The Aunties
Olympia 2023
Meet The Aunties
_
STORME WEBBER PAMPLISET
Writer/Curator/Performer/Interdisciplinary Artist
Storme Webber is a Two Spirit Sugpiaq/Black/Choctaw poet and interdisciplinary artist. Her work is cross genre, incorporating text, performance, audio and altar installation, archival photographs and collaboration in order to engage with ideas of history, lineage, gender, race and sexuality. Her practice explores liminal identities, survivance and decolonization, and does so in a blues/jazz-based experimental manner, often incorporating acapella vocals. Her performance is described by the artist Laiwan as poetics / jazz.
She has received numerous honors and residencies; including from Hedgebrook, Ragdale and Banff Arts Centre, and recently was honored with the James W Ray Award. Her first solo museum exhibition, “Casino: A Palimpsest”, was presented at Frye Art Museum in Seattle. Minh Nyguyen, in Art in America, wrote: “Rather than erect divisions between personal art and historical archives, ‘Casino’ considered the intangible properties by which art and poetry are connected to family, ancestry, language, and public memory, revealing intergenerational, underground histories of resilience.”
She studied at Lakeside School, and holds a BA from the New School and an MFA from Goddard University.
She is also a curator and has devoted years to foregrounding other marginalized voices, since 2007, via her project Voices Rising:LGBTQ of Color Arts & Culture.

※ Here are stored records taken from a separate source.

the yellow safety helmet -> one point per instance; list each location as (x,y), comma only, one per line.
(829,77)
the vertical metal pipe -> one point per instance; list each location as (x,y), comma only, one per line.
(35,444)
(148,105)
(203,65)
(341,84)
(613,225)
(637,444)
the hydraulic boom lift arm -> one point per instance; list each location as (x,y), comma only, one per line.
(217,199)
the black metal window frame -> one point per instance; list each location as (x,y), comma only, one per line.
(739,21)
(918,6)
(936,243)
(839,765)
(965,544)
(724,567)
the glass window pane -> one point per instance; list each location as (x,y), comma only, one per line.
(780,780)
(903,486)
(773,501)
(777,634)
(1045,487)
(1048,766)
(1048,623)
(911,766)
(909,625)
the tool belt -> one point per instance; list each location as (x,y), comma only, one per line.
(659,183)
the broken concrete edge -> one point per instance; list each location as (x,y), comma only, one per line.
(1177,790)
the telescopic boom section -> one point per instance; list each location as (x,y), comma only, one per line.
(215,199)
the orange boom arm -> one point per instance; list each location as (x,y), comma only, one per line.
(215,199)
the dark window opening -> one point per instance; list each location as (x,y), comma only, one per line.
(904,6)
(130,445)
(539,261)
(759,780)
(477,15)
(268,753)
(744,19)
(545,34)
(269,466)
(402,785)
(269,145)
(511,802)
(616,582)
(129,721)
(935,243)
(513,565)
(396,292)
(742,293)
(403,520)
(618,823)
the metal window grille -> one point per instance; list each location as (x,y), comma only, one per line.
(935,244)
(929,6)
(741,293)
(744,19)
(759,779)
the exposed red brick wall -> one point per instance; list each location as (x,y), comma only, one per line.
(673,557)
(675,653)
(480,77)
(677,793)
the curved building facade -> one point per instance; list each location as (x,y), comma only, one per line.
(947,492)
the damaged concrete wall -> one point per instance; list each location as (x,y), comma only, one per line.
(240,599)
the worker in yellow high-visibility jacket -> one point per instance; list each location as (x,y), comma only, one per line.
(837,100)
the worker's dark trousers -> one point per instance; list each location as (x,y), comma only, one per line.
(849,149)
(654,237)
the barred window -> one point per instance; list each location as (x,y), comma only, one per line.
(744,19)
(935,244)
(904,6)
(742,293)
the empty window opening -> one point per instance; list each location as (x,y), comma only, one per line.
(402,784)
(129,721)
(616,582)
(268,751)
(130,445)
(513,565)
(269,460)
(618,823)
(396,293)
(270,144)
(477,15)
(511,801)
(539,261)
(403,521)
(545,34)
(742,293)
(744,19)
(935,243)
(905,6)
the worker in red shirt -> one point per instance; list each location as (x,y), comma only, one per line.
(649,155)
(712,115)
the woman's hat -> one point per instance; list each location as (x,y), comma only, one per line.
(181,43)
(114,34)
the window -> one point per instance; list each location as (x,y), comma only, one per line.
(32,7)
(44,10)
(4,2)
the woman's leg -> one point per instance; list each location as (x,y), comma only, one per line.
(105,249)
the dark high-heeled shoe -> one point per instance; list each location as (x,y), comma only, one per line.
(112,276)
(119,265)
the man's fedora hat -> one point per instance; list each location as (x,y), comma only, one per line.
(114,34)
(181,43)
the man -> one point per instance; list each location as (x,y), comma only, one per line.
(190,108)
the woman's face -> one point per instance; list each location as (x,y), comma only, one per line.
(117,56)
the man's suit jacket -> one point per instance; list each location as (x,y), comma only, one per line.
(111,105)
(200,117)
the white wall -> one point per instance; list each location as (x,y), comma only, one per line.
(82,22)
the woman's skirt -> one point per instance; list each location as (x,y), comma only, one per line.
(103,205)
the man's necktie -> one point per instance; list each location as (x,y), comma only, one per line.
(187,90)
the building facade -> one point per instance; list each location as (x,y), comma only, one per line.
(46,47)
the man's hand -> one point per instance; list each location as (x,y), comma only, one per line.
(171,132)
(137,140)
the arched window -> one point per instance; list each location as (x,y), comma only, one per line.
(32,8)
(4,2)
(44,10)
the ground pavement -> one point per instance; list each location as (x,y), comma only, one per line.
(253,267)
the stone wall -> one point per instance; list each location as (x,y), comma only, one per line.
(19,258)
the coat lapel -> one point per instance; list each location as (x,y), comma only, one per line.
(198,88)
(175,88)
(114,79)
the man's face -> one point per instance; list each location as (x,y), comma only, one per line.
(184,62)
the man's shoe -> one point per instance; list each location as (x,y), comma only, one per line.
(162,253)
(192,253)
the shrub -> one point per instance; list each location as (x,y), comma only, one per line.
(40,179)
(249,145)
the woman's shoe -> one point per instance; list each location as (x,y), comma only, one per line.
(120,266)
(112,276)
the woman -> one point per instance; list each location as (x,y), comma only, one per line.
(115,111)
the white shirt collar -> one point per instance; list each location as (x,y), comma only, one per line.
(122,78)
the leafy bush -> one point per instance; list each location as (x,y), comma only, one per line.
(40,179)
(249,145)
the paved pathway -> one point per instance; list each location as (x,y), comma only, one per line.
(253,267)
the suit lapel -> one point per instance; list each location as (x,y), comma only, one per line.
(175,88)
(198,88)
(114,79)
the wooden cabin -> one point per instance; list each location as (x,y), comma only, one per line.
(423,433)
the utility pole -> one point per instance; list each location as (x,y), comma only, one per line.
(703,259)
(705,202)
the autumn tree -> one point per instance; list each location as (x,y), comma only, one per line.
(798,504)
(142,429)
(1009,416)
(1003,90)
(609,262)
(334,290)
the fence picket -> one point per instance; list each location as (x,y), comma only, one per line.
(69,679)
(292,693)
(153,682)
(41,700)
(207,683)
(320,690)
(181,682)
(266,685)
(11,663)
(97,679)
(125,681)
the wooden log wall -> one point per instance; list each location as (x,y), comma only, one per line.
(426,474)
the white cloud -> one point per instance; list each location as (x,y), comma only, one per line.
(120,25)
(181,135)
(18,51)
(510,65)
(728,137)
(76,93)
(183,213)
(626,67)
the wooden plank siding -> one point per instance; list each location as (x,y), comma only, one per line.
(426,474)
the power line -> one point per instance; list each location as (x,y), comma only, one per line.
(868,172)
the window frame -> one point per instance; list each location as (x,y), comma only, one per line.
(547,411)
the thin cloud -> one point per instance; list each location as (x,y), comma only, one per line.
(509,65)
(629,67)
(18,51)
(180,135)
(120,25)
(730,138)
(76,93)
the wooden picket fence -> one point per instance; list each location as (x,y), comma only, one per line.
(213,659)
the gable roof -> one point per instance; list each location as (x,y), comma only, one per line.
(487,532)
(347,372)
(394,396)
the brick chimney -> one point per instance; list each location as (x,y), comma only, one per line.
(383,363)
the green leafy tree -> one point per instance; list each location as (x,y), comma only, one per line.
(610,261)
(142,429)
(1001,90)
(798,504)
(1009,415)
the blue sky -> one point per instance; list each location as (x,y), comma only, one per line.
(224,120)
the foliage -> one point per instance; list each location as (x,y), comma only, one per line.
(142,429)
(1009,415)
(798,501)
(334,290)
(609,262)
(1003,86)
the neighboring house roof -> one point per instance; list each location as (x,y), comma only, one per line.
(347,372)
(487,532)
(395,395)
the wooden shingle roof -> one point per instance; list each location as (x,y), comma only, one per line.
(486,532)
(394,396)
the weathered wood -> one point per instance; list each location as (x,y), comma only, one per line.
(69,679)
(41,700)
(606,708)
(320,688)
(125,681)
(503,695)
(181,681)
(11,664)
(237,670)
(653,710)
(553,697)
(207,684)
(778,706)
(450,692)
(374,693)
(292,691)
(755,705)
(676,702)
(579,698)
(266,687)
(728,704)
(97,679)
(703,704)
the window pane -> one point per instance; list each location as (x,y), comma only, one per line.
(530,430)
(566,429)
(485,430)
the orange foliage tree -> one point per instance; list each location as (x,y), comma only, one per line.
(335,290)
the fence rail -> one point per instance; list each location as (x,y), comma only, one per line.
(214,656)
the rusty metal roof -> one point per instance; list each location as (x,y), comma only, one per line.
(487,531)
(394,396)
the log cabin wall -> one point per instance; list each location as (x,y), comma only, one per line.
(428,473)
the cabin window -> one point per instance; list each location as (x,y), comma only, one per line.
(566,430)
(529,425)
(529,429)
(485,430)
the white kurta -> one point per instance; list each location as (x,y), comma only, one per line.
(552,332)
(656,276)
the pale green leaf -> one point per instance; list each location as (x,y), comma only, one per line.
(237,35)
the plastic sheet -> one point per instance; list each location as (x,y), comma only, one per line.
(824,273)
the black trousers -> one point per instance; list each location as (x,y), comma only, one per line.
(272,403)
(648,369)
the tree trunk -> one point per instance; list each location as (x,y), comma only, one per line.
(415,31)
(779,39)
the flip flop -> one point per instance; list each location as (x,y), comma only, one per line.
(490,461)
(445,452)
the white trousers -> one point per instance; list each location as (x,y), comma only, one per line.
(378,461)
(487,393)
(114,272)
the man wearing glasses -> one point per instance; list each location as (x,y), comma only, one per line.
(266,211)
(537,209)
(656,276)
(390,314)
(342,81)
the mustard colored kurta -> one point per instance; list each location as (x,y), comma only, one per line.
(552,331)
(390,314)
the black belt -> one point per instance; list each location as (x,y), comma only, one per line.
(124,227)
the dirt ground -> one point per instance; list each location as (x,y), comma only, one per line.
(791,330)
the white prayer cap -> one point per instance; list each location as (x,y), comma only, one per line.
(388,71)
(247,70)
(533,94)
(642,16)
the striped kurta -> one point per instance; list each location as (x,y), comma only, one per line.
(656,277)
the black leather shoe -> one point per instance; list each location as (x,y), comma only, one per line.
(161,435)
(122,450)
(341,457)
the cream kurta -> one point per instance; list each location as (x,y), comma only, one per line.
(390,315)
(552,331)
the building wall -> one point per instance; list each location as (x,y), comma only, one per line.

Her most recent book/CD is “Blues Divine". Currently at work on the next iteration of the exhibition, “Casino: A Palimpsest.
RENA PRIEST
Poet
Rena Priest is a member of the Lummi Nation. She served as the 6th Washington State Poet Laureate (2021-2023), and is a Maxine Cushing Gray Distinguished Writing Fellow. She is also the recipient of fellowships from the Academy of American Poets, Indigenous Nations Poets, and Nia Tero. Her literary debut, Patriarchy Blues, was published in 2017, and received the American Book Award. Her most recent book, Northwest Know-How: Beaches, is a love letter to 29 of her favorite beaches in Washington and Oregon. You can find her nonfiction in High Country News, Nautilus Magazine, YES! Magazine, Seattle Met, and elsewhere. She holds an MFA from Sarah Lawrence College. Learn more at renapriest.com.
TIFFANY MIDGE
Writer
Tiffany Midge (Standing Rock Sioux Nation) was raised by wolves in the Pacific Northwest. Her book of essays “Bury My Heart at Chuck E. Cheese’s” was a finalist for a Washington State Book Award and her work has appeared in The New Yorker, The Brooklyn Rail, First American Art Magazine, World Literature Today, McSweeney’s, and more. Formerly a humor columnist for Indian Country Today, she’s currently a columnist for High Country News. Her honors include The Wilder Prize; Submittable2020 Eliza So Fellowship; a 2019 Pushcart Prize; the Kenyon Review Earthworks Indigenous Poetry Prize; a Western Heritage Award; and a 2019 Simons Public Humanities fellowship. Midge aspires to be the Distinguished Writer in Residence for
Seattle’s Space Needle and considers her contribution to humanity to be her sparkly personality.